Lorenzo Barotti, figlio di Giovanni Andrea, biografo di Ludovico Ariosto, e di Elisabetta Lollio[1], nel 1740 entrò come novizio nel seminario gesuita[1] ove, fino al 1744, frequentò i corsi di retorica e filosofia[1].
Nel triennio 1750-1753, seppure con poco entusiasmo per la sua avversione al formalismo della filosofia scolastica come veniva insegnata nelle scuole dell'Ordine, seguì i corsi di morale e teologia a Bologna[1]. Nel 1761 i superiori della Compagnia di Gesù, conoscendo la sua scarsa propensione per l'insegnamento di tali materie, lo destinarono al pulpito: predicò, così, in varie città italiane, tra cui Roma, Genova e Torino, non tralasciando, tuttavia, di coltivare i suoi interessi letterari[1]. Nel 1773 papa Clemente XIV, con il breve apostolico Dominus ac Redemptor, sciolse la Compagnia. Barotti, che all'epoca, era tornato a Ferrara dopo la morte del padre, non accettò il beneficio ecclesiastico, un canonicato, che gli fu proposto[1].
Nel 1777, dopo averle notevolmente ampliate, pubblicò una pregevole edizione delle Memorie istoriche di letterati ferraresi, lasciate incompiute dal padre Giovanni Andrea[1]; il successo dell'opera gli valse l'iscrizione, con il nome di Crimanio, all'Accademia Roveretana degli Agiati[1]. Sedici anni dopo, nel 1793, darà alle stampe una nuova edizione della stessa opera, arricchita di un secondo volume frutto delle proprie ricerche erudite[1].
Oltre che letterato erudito, Barotti fu anche poeta: pubblicò alcuni poemetti in ottave: Il tempio di Pallade, Le fontane, Il caffè e La fisica, quest'ultimo, in particolare, edito a Bologna nel 1753 in una raccolta di rime per le nozze Caprara Salviati[2], ebbe successo negli ambienti colti dell'epoca[1]. Un quarto poemetto, La Scolastica, mai pubblicato, è conservato a Ferrara nella Biblioteca comunale Ariostea[1].

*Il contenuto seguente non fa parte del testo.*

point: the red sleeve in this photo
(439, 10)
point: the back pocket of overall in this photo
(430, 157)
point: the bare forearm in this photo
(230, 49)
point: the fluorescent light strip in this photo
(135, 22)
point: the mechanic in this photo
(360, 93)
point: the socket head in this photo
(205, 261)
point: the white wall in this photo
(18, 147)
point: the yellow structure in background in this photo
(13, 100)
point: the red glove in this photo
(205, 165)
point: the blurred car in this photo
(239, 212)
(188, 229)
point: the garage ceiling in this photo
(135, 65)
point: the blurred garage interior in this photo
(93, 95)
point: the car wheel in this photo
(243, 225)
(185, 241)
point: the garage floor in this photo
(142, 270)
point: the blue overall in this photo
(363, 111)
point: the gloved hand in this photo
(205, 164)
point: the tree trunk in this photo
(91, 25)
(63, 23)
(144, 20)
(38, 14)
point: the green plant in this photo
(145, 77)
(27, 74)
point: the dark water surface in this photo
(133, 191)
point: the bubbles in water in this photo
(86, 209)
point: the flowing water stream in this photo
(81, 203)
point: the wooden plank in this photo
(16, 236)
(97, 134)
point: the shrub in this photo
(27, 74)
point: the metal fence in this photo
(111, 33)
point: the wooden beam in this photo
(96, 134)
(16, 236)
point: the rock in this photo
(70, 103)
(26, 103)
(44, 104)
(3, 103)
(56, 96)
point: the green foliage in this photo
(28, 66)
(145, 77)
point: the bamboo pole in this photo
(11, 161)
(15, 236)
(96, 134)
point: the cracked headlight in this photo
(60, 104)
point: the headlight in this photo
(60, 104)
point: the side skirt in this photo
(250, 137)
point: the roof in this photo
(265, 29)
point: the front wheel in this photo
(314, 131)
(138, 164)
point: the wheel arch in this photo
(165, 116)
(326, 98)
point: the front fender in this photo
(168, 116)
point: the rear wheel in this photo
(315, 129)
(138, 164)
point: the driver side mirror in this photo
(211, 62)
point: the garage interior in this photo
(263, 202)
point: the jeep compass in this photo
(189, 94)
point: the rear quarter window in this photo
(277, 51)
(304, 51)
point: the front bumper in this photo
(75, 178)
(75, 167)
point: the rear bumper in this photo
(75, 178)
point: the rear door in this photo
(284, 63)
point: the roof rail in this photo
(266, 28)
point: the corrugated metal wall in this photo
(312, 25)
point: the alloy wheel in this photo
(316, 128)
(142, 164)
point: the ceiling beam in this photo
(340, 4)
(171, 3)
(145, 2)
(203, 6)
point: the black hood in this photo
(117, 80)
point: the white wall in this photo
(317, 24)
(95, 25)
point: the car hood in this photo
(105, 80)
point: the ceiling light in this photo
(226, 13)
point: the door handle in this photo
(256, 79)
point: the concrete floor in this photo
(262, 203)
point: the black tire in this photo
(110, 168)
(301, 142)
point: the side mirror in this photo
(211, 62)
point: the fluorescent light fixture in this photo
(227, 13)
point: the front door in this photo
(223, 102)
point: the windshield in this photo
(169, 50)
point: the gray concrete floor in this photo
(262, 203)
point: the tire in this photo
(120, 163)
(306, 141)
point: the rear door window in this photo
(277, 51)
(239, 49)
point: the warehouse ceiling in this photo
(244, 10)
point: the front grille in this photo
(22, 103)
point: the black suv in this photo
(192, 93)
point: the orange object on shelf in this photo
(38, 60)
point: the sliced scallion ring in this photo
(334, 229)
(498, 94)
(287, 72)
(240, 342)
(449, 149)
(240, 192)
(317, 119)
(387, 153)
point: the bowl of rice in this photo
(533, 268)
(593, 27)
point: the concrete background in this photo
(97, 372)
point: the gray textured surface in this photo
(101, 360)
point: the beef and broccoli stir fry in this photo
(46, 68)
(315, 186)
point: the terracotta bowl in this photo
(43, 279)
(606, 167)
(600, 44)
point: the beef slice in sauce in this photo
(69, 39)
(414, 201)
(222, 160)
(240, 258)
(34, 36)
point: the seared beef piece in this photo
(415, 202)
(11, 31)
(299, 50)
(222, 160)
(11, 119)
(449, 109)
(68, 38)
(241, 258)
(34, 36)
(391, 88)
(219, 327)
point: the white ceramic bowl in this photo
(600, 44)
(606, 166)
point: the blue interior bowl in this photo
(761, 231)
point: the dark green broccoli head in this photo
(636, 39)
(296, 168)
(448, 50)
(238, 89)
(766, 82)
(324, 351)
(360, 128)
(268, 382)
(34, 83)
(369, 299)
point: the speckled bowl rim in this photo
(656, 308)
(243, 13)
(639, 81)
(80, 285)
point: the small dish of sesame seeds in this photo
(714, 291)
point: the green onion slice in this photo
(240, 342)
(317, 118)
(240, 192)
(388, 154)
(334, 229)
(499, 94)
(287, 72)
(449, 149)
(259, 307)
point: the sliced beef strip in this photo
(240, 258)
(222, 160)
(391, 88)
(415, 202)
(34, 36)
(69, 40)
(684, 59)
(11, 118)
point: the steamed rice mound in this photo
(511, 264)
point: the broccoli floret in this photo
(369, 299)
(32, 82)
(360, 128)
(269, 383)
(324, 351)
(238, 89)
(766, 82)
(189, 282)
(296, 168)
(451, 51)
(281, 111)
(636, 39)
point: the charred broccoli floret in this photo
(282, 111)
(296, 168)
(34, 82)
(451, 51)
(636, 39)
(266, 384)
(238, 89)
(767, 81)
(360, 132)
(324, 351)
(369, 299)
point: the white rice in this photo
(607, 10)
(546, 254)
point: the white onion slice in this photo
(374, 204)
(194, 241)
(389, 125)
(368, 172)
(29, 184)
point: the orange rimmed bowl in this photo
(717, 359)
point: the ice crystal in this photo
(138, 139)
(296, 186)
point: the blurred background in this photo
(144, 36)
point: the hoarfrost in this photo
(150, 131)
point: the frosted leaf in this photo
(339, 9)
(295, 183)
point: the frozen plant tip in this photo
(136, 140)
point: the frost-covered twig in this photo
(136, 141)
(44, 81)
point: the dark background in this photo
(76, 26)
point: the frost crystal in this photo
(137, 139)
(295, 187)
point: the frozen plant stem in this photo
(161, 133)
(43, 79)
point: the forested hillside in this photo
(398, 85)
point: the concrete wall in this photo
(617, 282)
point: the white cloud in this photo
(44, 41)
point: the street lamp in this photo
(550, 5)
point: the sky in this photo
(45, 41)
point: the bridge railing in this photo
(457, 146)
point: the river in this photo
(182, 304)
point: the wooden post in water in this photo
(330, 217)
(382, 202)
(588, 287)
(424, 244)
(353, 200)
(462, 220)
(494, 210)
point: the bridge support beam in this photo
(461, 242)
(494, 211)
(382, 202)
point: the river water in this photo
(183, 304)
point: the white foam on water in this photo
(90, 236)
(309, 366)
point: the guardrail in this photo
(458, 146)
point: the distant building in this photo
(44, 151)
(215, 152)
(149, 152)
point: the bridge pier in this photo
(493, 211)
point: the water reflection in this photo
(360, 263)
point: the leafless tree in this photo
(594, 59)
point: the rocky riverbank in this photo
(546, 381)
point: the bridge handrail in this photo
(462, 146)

L'opera di maggiore interesse del Barotti, che meglio testimonia la sua insofferenza per il formalismo teologico, è Lezioni sacre[3], pubblicata nel 1785-86. Nelle Lezioni lo scrittore espone in una prosa lineare e priva di retorica e con qualche cenno polemico nei confronti dell'illuminismo e del giansenismo, un'interpretazione morale delle sacre scritture[1].